The four closely-related RM9-Nef peptide-HLAI structures show that similar conformations do not preclude HLAI-specific selection pressures, such as for R71K, that is only observed in the context of HLA-B*07:02. Our structural analysis demonstrated that R71 (position 1 in the peptide) pointed up, away from the HLAI groove and could therefore act as a putative TCR contact. Indeed, our previous work has shown that N-terminal peptide residue 1 can serve as an important TCR contact [20] in some systems. However, direct binding by a TCR to this residue would depend on the overall orientation of the TCR as most contacts are usually made with the central bulge of the peptide (normally residues 4–6 in the canonical 9-mer peptide). Thus, sensitivity to changes at peptide N-terminal position 1 would likely be highly dependent on the TCR sequence deployed by T-cells recognising RM9-Nef in the context of divergent HLAIs. Because the selection of self-ligands during thymic education are likely different depending on the HLA type, we speculate that HLA-B*07:02 expressing individuals may select a TCR, sensitive to the R71K mutation, that is not selected in HLA-B*42:01/42:02/81:01 positive individuals. TCR structures obtained from HLA-B*07:02 restricted RM9 specific T-cell clones sensitive to the R71K mutation are needed to investigate this notion further. These findings further highlight that HLA-allele specific HIV sequence changes at a population level are a highly sensitive measure of HLA-allele specific selective immune pressure.

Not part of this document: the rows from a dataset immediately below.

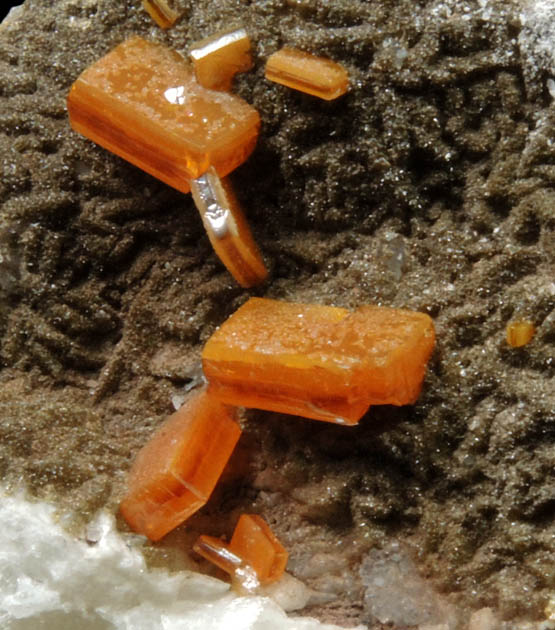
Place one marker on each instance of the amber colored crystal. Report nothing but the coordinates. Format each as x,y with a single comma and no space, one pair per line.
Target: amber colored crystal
161,13
142,102
258,546
217,59
319,362
228,229
305,72
520,332
253,546
175,472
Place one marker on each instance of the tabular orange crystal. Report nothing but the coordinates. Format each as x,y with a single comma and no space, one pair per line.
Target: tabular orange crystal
217,59
228,229
176,471
160,12
317,361
141,101
520,332
305,72
254,556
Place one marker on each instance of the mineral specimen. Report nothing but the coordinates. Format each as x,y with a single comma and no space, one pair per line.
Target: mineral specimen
305,72
318,361
254,555
228,229
520,332
175,472
160,12
217,59
141,101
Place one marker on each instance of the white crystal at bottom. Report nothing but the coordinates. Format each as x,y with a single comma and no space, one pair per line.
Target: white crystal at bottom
50,580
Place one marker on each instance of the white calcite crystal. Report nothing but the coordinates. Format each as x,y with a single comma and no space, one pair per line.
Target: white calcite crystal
50,580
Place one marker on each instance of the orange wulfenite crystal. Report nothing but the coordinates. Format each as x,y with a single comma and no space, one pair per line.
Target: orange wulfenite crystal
176,471
520,332
217,59
317,361
160,12
253,546
305,72
141,101
228,229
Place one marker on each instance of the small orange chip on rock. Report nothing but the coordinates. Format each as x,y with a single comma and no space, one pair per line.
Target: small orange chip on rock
175,472
316,361
520,332
307,73
227,228
141,101
217,59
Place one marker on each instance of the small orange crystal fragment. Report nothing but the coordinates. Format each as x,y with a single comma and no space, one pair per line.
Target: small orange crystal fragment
520,332
217,59
305,72
160,12
175,472
254,548
141,101
228,229
319,362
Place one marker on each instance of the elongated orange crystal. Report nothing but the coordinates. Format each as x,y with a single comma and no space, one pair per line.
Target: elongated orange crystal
305,72
319,362
141,101
228,229
217,59
175,472
254,556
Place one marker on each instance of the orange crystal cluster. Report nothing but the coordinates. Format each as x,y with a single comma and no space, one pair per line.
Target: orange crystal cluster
217,59
254,556
319,362
141,101
175,472
305,72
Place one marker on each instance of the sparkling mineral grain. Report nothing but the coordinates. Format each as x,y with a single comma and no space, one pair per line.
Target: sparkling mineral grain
228,229
316,361
305,72
175,472
142,102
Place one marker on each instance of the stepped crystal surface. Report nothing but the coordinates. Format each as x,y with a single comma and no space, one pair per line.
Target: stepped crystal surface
319,362
217,59
142,102
307,73
175,472
228,229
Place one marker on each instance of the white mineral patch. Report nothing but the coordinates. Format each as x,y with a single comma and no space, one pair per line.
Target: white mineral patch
52,581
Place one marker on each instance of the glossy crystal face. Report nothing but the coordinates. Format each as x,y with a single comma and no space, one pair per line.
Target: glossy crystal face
142,102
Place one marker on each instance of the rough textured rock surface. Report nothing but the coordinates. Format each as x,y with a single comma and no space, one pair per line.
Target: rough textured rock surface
429,186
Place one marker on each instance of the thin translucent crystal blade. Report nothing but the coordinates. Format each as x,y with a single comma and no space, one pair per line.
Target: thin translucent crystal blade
175,472
305,72
318,361
228,229
141,101
217,59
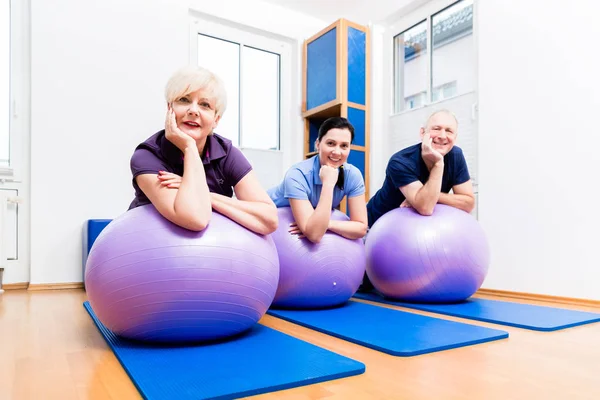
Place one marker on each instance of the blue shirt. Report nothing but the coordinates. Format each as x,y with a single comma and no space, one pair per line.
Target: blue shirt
302,182
407,166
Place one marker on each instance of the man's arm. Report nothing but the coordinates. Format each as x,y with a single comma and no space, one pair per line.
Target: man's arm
423,198
462,197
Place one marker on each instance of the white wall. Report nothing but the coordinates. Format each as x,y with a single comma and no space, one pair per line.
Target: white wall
538,160
98,73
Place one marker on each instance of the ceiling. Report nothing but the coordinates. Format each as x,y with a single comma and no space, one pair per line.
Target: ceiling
359,11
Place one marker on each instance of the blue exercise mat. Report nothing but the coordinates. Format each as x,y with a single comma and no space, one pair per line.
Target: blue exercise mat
391,331
261,361
538,318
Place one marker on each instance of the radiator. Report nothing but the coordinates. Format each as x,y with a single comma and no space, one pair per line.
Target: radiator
5,200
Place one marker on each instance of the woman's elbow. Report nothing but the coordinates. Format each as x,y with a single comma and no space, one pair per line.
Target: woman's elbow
271,224
314,238
470,206
425,211
363,231
197,224
271,220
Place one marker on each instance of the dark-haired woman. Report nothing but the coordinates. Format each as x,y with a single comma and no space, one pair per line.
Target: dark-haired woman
313,187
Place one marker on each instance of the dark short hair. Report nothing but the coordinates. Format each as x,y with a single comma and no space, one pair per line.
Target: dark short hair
335,123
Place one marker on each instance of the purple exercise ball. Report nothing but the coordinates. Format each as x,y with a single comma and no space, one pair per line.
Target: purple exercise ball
442,258
316,275
149,279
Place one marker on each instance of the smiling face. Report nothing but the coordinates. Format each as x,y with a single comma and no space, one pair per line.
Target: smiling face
442,128
195,114
334,147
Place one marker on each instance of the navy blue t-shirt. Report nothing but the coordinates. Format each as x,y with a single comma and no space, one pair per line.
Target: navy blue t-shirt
407,166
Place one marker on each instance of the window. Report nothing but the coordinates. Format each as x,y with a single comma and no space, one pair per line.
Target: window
250,66
5,60
425,73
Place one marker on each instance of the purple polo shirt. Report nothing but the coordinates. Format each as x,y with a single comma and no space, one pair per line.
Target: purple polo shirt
224,164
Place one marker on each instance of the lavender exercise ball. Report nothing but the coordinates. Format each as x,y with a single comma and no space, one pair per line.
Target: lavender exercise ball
440,258
149,279
316,275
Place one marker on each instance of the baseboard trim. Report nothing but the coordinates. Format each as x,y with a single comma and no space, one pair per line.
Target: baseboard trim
15,286
540,297
55,286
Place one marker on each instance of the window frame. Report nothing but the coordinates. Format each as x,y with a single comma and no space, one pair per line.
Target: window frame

Finally, these data demonstrate that a substantial alteration of the conformation of peptide residue P6 in the HLA-B*81:01-RM9 complex is, as with the TL9-p24 Gag-HLA-B*81:01 structure, associated with the differential selection of escape mutations observed in vivo. These observations in relation to both the TL9-p24 and RM9-Nef epitopes support the notion that different restriction elements presenting the same viral epitope in a structurally distinct conformation have an impact on the patterns of viral escape and, thereby, potentially also on immune control.

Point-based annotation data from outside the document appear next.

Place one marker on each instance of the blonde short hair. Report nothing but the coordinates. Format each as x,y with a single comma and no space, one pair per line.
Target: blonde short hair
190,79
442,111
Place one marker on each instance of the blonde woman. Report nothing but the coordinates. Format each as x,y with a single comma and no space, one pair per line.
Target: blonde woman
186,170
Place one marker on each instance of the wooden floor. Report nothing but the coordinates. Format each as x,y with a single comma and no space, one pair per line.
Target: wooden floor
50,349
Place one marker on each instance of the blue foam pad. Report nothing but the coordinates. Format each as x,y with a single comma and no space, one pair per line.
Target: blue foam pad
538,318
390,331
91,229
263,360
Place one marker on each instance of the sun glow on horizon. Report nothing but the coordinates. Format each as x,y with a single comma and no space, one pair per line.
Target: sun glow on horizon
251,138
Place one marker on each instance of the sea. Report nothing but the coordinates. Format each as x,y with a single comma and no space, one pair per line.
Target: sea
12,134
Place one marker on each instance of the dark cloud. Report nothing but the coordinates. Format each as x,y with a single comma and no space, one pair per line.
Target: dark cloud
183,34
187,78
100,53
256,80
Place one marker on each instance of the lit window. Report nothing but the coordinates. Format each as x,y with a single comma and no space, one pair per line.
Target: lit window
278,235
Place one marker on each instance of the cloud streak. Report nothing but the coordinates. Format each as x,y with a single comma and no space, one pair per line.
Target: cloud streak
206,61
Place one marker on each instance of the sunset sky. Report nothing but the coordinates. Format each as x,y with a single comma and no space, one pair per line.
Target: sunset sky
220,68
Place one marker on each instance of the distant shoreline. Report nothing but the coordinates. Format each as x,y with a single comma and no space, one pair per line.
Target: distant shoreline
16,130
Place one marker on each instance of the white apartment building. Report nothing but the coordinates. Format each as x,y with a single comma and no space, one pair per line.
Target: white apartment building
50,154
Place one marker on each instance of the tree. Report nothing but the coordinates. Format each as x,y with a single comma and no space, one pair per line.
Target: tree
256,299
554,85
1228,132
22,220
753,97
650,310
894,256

These data suggest that identical peptides presented through subtly different HLAI alleles can be recognized as distinct epitopes and provide a novel structural mechanism for previously observed differential HLA allele specific patterns of HIV-1 escape and disease progression.


Study subjects and HIV-1 sequence analysis

We studied 1,327 adults with chronic antiretroviral therapy (ART)-naïve C-clade HIV-1 infection recruited from Durban, South Africa [8,9] and from the Thames Valley Cohort, United Kingdom [21]. Informed consent was obtained from all participating individuals, and institutional review boards at the University of KwaZulu-Natal, Massachusetts General Hospital, and the University of Oxford approved the study. HIV-1 sequences from Gag and Nef proteins were generated [8] and analyzed [9] as previously described.

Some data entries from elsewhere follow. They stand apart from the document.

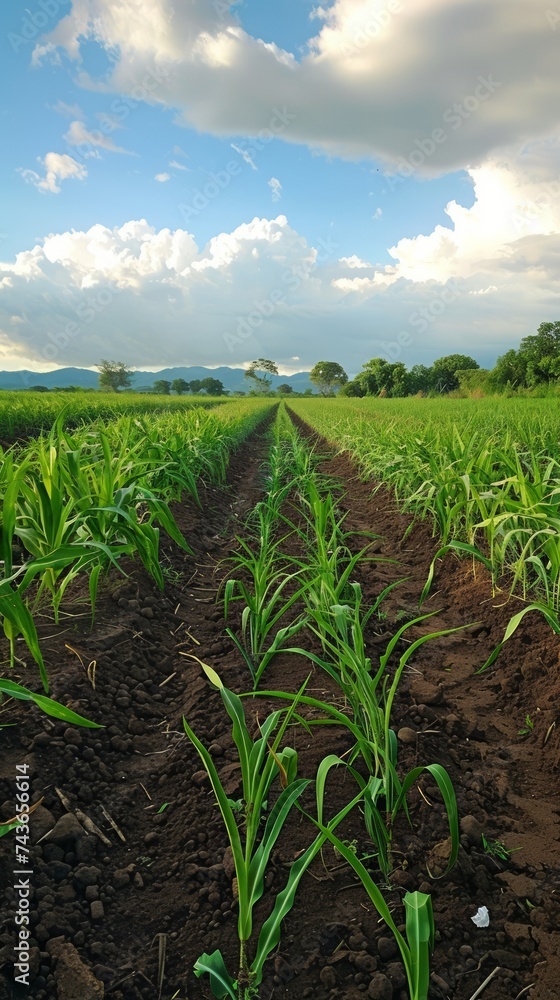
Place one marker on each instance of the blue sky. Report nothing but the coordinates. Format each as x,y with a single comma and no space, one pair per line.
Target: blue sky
402,201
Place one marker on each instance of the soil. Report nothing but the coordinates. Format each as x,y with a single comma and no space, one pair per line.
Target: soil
126,915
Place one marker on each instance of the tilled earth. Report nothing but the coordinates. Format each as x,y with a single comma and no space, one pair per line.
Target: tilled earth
126,914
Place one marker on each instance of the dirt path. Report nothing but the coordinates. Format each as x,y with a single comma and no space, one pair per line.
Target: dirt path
168,874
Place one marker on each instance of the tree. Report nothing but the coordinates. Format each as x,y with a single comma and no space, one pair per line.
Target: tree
180,386
262,382
444,371
113,375
212,386
419,379
379,377
328,376
473,380
162,387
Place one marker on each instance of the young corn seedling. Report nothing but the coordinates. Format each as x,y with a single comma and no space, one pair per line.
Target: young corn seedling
418,943
273,591
261,760
369,697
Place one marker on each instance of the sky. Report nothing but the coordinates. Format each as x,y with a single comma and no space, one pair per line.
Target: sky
207,182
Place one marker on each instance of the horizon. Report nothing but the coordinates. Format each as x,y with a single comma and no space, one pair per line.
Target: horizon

The HIV-1 specific CD8+ T-cell responses were determined in gamma interferon (IFNγ) enzyme-linked immunospot (ELISPOT) assays. Frequencies of individuals targeting TL9-p24 contained within overlapping peptide (OLP)-25 (GATPQDLNTMLNTVGGH) and individuals targeting RM9-Nef contained within OLP-76 (EVGFPVRPQVPLRPMTFK) were determined by screening a total of 1,009 individuals as previously described [8,14,22], of which n = 76 where HLA-B*07:02+, n = 154 where HLA-B*42:01+, n = 22 where HLA-B*42:02+ and n = 96 where HLA-B*81:01+. Individuals expressing HLA-B*39:10 (n = 30) were excluded as they also target TL9-p24 and RM9-Nef.

pHLAI stability assays

The measurement of pHLAI stability was determined with a dissociation assay based on radiolabeled β2m and biotinylated HLAI, as recently described [23]. Briefly, biotinylated HLAI heavy chain, 125I-labeled β2m, and peptide were allowed to fold into pHLAI complexes in streptavidin-coated scintillation microplates (Flashplate PLUS, Perkin Elmer, Boston, MA) for 24 h at 18°C. Excess of unlabeled β2m was added and dissociation was initiated by placing the microplate in a scintillation reader (TopCount NXT, Perkin Elmer, Boston, MA) operating at 37°C. The scintillation signal was monitored by continuous reading of the microplate for 24 h. Half-lives were calculated from dissociation curves using the exponential decay equation in Prism v.5.0a (GraphPad, San Diego, CA). Assays were performed in duplicate; the mean value of two experiments is reported.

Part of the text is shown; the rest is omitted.